In: Accounting
1- What information is provided in the operating cash receipts portion of the cash budget?
2 - What information is provided in the operating cash payments portion of the cash budget?
3 - Describe the use of Pivot Tables in Excel. Cite 2 examples of how Pivot Tables can be used in decision making by management.
4 - How can financial ratios help to identify the financial strength of a company? Give at least 2 examples of financial ratios that are indicative of a company's liquidity and efficiency.
Solution:-
1. What information is provided in the operating cash receipts portion of the cash budget:-
The operating cash receipts portion of the cash budget provides the information that pertains to the timing of revenue collection.
2. What information is provided in the operating cash payments portion of the cash budget:-
This is the same as the receipts as you must factor in the time of the payment in the cash budget. If a vendor doesn’t require immediate payment, it is important for the budget to consider when a payment is actually made to that account.
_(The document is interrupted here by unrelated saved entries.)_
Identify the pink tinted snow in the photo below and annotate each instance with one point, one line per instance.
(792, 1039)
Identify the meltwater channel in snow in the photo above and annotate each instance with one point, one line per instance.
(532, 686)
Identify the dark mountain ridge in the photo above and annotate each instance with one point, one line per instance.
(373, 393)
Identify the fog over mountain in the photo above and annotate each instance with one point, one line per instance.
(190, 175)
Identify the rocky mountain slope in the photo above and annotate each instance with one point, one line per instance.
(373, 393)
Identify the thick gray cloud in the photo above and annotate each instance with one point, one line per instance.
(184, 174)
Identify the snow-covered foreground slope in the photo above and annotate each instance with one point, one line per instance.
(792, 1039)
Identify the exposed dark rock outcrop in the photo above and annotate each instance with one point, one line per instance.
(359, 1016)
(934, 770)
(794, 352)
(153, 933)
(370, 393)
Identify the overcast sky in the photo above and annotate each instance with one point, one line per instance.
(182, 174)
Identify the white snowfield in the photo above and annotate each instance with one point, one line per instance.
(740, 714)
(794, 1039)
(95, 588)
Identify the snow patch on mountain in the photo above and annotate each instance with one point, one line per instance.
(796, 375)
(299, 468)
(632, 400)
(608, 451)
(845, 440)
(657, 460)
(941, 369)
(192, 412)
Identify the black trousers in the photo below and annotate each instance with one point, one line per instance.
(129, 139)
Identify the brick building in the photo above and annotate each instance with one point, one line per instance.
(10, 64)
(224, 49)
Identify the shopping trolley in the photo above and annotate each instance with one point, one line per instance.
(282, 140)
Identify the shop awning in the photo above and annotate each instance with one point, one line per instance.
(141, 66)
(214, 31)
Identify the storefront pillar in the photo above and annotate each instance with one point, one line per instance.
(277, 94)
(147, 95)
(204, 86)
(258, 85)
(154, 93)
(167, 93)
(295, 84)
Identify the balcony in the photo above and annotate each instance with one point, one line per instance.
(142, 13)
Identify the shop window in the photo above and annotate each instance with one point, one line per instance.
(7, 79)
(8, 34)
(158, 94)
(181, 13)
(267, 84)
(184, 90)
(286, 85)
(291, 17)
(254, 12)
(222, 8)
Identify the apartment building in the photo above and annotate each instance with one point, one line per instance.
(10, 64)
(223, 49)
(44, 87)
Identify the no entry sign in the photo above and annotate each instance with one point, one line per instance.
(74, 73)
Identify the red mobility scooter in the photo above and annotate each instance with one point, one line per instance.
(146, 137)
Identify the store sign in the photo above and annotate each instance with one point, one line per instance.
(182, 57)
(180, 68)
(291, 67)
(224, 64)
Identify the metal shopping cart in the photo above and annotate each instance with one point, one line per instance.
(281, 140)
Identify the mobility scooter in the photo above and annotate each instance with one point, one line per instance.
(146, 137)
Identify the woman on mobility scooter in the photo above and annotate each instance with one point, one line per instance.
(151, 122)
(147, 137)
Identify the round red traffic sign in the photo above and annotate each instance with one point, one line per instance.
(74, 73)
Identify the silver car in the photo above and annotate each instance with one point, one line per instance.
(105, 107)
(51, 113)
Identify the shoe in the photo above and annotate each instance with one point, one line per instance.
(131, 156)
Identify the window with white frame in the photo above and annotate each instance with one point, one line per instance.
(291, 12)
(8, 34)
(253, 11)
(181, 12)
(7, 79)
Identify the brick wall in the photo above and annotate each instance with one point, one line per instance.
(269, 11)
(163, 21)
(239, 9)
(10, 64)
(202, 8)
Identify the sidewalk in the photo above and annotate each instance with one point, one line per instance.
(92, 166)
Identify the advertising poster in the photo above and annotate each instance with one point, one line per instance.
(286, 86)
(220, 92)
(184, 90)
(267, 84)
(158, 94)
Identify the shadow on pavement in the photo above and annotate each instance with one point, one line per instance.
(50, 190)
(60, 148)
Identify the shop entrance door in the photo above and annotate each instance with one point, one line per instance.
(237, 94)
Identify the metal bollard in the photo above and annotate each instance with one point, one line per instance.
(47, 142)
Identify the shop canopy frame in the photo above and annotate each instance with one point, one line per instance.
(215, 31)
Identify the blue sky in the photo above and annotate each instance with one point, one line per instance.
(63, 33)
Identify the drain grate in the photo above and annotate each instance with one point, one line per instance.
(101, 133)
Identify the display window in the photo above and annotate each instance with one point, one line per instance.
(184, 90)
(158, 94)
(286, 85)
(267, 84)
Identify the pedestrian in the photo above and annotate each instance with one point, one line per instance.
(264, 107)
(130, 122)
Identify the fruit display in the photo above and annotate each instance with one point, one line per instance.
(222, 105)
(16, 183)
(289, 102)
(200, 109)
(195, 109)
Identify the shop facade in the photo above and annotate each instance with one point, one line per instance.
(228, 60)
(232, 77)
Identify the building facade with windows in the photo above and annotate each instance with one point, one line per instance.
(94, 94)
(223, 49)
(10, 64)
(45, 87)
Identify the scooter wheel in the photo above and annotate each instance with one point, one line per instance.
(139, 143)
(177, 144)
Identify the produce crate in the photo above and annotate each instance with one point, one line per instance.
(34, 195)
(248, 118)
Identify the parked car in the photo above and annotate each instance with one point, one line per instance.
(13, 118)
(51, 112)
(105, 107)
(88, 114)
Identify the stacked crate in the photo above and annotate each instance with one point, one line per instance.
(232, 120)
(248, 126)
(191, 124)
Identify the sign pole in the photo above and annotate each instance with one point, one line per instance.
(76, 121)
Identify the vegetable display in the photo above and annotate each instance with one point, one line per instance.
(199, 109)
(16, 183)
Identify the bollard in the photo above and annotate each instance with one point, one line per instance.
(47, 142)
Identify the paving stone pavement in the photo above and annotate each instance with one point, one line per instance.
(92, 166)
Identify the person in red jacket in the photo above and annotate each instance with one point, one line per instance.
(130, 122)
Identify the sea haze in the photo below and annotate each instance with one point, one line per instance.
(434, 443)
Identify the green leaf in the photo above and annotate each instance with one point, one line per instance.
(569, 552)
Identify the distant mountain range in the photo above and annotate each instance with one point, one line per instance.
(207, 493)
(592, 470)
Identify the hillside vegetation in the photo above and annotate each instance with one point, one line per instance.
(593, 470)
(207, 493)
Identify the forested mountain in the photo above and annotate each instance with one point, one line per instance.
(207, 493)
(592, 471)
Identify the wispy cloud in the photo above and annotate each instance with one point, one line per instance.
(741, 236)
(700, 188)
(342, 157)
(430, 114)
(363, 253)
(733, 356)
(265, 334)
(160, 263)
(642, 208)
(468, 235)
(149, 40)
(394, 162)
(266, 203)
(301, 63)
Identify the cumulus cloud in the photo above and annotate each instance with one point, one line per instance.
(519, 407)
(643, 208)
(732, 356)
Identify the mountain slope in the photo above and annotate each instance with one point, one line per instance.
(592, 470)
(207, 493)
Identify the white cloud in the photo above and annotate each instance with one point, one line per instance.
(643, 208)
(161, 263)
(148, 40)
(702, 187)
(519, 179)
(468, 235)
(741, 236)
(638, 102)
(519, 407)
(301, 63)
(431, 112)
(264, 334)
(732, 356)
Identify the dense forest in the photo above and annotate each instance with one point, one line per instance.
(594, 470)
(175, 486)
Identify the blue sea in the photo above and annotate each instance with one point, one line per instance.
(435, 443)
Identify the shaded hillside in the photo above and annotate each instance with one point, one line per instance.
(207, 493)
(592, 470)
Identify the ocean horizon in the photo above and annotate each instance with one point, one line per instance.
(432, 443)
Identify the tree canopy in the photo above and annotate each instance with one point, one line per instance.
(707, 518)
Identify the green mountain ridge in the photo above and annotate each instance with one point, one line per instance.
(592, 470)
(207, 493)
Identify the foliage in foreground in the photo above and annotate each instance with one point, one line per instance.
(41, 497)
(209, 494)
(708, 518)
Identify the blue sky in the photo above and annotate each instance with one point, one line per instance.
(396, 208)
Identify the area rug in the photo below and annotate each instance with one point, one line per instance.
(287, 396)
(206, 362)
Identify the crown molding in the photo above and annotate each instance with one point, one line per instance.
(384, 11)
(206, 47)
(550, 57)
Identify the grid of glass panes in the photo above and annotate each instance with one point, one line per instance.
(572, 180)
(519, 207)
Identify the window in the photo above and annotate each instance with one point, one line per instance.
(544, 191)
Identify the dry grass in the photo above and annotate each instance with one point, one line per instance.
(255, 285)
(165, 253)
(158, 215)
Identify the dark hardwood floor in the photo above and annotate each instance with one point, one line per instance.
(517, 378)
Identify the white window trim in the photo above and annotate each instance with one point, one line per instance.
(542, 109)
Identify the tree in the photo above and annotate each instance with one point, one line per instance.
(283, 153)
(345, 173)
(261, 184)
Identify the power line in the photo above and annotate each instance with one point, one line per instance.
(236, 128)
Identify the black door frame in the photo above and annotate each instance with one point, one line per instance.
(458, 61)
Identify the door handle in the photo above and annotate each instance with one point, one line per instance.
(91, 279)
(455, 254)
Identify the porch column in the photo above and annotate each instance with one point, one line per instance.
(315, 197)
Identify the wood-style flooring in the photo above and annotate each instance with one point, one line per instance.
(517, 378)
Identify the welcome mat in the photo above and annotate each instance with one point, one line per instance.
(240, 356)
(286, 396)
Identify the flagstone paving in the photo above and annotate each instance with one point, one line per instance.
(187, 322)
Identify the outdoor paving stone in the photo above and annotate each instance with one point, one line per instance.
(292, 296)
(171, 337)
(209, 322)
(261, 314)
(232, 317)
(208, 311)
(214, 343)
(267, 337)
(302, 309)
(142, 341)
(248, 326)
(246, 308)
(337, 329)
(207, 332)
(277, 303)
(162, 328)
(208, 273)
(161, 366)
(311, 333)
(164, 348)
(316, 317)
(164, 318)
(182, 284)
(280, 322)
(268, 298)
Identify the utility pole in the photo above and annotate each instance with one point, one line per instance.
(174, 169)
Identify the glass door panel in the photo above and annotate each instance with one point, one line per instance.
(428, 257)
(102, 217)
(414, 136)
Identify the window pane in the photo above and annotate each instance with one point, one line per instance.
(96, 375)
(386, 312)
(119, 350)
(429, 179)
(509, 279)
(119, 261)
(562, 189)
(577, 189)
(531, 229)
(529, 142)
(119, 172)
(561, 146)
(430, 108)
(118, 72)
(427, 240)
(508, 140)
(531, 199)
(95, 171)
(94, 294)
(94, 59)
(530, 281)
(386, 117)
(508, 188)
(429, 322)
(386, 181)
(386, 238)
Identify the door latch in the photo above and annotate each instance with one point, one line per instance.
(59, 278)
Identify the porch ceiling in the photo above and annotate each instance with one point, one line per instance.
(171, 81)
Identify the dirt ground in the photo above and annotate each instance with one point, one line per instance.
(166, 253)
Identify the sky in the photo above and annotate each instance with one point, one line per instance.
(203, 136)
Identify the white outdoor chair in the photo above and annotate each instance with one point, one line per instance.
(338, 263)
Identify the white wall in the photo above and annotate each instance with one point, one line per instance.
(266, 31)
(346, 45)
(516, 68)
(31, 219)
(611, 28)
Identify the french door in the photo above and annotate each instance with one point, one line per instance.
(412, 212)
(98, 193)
3. Describe the use of Pivot Tables in Excel. Cite 2 examples of how Pivot Tables can be used in decision making by management:-
Because pivot tables summarize data, they can be used to find unique values in a field. This is a good way to quickly see all the values that appear in a field and also find typos, and other inconsistencies.
A pivot table is especially useful with large amounts of data. For example, a store owner might list monthly sales totals for a large number of merchandise items in an Excel spreadsheet. If the owner wanted to know which items sold better in a particular financial quarter, it would be very time-consuming for her to look through pages and pages of figures to find the information. A pivot table would allow the owner to quickly reorganize the data and create a summary for each item for the quarter in question.
4. How can financial ratios help to identify the financial strength of a company? Give at least 2 examples of financial ratios that are indicative of a company's liquidity and efficiency:-
Financial ratios provide a standardized method with which to compare companies and industries. Using ratios puts all companies on a relatively equal playing field in the eyes of analysts; companies are judged on their performance rather than their size, sales volume or market share. Comparing the raw financial data of two companies in the same industry offers only limited insight. Ratios go beyond the numbers to reveal how good a company is at making a profit, funding the business, growing through sales rather than debt and a wide range of other factors.
An older company, for example, might boast 50 times the revenue of a new small business, which would make the older company seem stronger at first glance. Analyzing the two companies with ratios such as return on equity (ROE), return on assets (ROA) and net profit margin may reveal that the smaller company operates much more efficiently, generating substantially more profit per dollar of assets employed.